This phenomenon we define as an unresolved choice between alternative annotations. Again, there may be a number of reasons for ambiguous syntactic annotation, some motivated by practical considerations, and others by more theoretical linguistic considerations. Here we distinguish two major kinds of ambiguity.
A system ambiguity is an ambiguity which results from parser limitations. Automatic corpus parsers, which are likely to be increasingly employed for syntactic annotation on a large scale in the future, are at present far from achieving the `ideal' outcome of a single correct parse for each sentence. Where there is likelihood of parsing error, a preferable solution, for most purposes, will be for the parser to output more than one parse, leaving it to the human interpreter to decide which is a correct analysis. Thus, the Helsinki ENGCG parser leaves alternative analyses in the output, where disambiguation cannot be achieved. This is illustrated in table 10, where, due to the categorical ambiguity of addresses, two syntactic structures are possible: [NP this paper NP] [VP addresses ...] and [NP this [paper addresses] NP].
|"this" <*> DET CENTRAL DEM SG @DN>|
|"paper" N NOM SG @SUBJ @NN>|
|"address" <SVO> V PRES SG3 VFIN @+FMAINV|
|"address" N NOM PL @NPHR|
|"three" NUM CARD @QN>|
|"main" A ABS @AN>|
|"issue" N NOM PL @NPHR @OBJ|
Although in principle a manual posteditor could eliminate most system ambiguities, in practice such a postediting phase may be too expensive or too time-consuming, so that ambiguities will have to remain in the annotated corpus.

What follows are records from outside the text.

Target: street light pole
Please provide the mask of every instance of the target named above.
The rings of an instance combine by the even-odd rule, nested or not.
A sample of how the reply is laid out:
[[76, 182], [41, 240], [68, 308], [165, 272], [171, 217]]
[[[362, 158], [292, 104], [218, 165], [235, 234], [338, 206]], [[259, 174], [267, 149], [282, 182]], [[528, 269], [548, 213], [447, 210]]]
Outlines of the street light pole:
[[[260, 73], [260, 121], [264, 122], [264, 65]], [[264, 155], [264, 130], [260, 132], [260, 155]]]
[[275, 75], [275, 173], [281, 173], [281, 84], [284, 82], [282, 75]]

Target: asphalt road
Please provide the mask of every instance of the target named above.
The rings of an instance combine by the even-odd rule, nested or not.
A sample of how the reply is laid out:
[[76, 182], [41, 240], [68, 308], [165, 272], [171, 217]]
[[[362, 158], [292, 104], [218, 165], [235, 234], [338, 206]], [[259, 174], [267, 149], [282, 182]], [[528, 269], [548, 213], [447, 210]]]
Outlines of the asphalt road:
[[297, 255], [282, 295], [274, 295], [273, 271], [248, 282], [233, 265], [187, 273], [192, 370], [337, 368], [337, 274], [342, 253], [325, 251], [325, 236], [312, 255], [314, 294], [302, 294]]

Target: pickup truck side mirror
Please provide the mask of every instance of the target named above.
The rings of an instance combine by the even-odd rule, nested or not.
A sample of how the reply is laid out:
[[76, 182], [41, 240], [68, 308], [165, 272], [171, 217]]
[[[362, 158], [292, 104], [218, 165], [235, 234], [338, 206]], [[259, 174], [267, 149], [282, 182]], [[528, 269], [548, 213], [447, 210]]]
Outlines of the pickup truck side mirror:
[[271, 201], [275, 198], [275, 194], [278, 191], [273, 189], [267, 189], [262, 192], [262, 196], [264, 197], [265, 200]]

This second kind of ambiguity is the kind that cannot be resolved by a human posteditor -- because even when context is taken into account, the sentence cannot be disambiguated by a human interpreter. Such `genuine ambiguities' may result in a glaring difference of meaning, as in 80 and 81, where it is not clear whether Stephen Glanville is Agatha Christie's husband or not:
|(80)||Stephen Glanville, who died in 1956, was [NP an Egyptologist friend [PP of [NP [NP Agatha Christie NP] and [NP her husband NP] NP] PP] NP]|
|(81)||Stephen Glanville, who died in 1956, was [NP [NP an Egyptologist friend [PP of [NP Agatha Christie NP] PP] NP] and [NP her husband NP] NP]|
|(82)||They [VP let me [VP speak [ADVP now and then ADVP] VP] VP]|
|(83)||They [VP let me [VP speak VP] [ADVP now and then ADVP] VP]|
Our recommendation is, where feasible, to indicate ambiguities in the annotated corpus, and to specify by an annotation device whether the ambiguity is of the system type or the use type. The nature and function of the annotation device should be specified in the documentation to the annotation scheme.
Syntactic ambiguities may be of various types: in fact, all the layers of syntactic annotation listed in section 3 (bracketing of segments, labelling of segments, subcategorisation of segments, etc.) may give rise to ambiguity. Most cases of ambiguity, however, can be reduced to (a) ambiguities in the configurations of nodes in a syntactic tree, (b) ambiguities in the labelling of nodes, and (c) ambiguities combining (a) and (b). In a phrase structure model of annotation, these can be simply listed as (a´) bracketing, (b´) labelling and (c´) bracketing + labelling.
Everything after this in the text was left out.